I find the "appeal to security" argument that's being increasingly popular these days as nothing more than an excuse to restrict general-purpose computing and control the users, and I am not happy about it at all. "Malware is the new terrorism." The idea that we should take away freedom just because someone could possibly make a wrong decision is personally quite horribly disturbing. On the other hand, from the perspective of wanting to exert control, it makes perfect sense: by decreasing the amount of decisions users have to do, it induces atrophy of their critical thinking skills, and makes them more inclined to accept things without questioning...
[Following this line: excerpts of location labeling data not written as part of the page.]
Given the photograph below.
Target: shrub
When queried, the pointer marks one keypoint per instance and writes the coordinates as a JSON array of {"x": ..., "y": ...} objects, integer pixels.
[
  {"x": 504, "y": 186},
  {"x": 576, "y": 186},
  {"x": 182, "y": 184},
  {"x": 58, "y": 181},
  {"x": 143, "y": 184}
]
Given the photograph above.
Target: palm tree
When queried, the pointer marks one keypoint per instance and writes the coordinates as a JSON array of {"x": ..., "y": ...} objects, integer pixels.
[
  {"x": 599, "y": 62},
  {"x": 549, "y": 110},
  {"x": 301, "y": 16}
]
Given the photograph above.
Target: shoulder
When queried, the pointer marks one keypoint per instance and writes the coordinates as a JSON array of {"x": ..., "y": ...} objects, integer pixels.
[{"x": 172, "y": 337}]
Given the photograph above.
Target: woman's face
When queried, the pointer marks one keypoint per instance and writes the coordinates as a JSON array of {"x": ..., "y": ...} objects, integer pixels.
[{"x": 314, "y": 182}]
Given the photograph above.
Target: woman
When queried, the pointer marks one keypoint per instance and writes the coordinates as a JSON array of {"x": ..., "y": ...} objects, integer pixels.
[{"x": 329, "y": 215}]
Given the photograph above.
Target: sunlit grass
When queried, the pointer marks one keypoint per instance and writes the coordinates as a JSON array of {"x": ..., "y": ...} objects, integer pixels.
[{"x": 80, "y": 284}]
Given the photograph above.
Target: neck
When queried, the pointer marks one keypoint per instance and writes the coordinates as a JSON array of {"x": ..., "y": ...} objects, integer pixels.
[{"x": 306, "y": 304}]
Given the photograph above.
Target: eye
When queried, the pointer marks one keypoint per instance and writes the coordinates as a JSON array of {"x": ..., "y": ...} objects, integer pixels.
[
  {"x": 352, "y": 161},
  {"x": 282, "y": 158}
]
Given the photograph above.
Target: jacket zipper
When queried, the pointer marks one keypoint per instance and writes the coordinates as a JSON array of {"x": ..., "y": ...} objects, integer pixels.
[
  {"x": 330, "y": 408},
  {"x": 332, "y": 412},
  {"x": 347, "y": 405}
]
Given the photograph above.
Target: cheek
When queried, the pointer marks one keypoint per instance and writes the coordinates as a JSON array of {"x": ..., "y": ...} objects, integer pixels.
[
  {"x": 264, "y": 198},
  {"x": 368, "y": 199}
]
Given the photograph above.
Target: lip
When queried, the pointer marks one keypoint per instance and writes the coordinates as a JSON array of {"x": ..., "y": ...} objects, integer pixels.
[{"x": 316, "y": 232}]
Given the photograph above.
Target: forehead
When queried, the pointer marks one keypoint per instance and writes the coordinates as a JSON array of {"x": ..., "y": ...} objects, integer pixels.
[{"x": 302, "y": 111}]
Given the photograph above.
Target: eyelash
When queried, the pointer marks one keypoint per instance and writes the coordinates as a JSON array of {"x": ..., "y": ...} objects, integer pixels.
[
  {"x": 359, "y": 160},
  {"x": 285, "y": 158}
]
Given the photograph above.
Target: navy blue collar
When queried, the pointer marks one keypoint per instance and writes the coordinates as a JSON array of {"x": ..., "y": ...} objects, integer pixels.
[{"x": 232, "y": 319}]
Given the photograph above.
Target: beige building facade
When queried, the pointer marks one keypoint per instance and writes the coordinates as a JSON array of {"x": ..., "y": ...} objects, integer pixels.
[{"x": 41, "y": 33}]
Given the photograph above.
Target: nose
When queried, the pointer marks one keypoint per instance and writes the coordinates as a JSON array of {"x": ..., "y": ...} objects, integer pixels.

"Freedom is not worth having if it does not include the freedom to make mistakes."

2 comments

It seems like you haven't read the article. Users are still allowed to install any extension from outside the garden they want.
Users are still allowed to install any extension from outside the garden they want.

It's yet another hoop to jump through, one that further splits "developers" and "users" and makes it harder to be a "casual developer" - one who just wants to make an extension and share it among a small group.

> one who just wants to make an extension and share it among a small group.

That's a fair point, but I don't think it's that bad. I do this all the time with Chrome, which already has walled garden:

"Hey guys, I made a Chrome Extension that inlines all the images in our shitty issue tracking app rather than having to download them all. Extract the zip, visit chrome://extensions, enable developer mode, and load that folder."

Except in this new scenario it's install a different version of Firefox (Firefox Developer). Good luck with that on many work machines. My dad is unable to install any applications on his work machine but he was able to install Adblock for Chrome the other day. So had he wanted to install this hypothetical extension for Firefox he would have been unable to.
Does your Dad want to run unsigned Firefox extensions?

For a Jira-fixer extension, we'd be running FF Developer, but yes, if I did want to distribute it wider, then signing would be reasonable.

There seems to be less and less of a room for "casual developers" or "power users" in the tech world these days.

Either you are a bonded commercial developer, or you are a user (or maybe sheep-er?).

No, they aren't. Did you read it? Now they all need to be submitted to mozilla for 'signing' (read: approval).
The article appears to indicate that the addons will still need to be signed by Mozilla, however.
"None are more hopelessly enslaved than those who falsely believe they are free."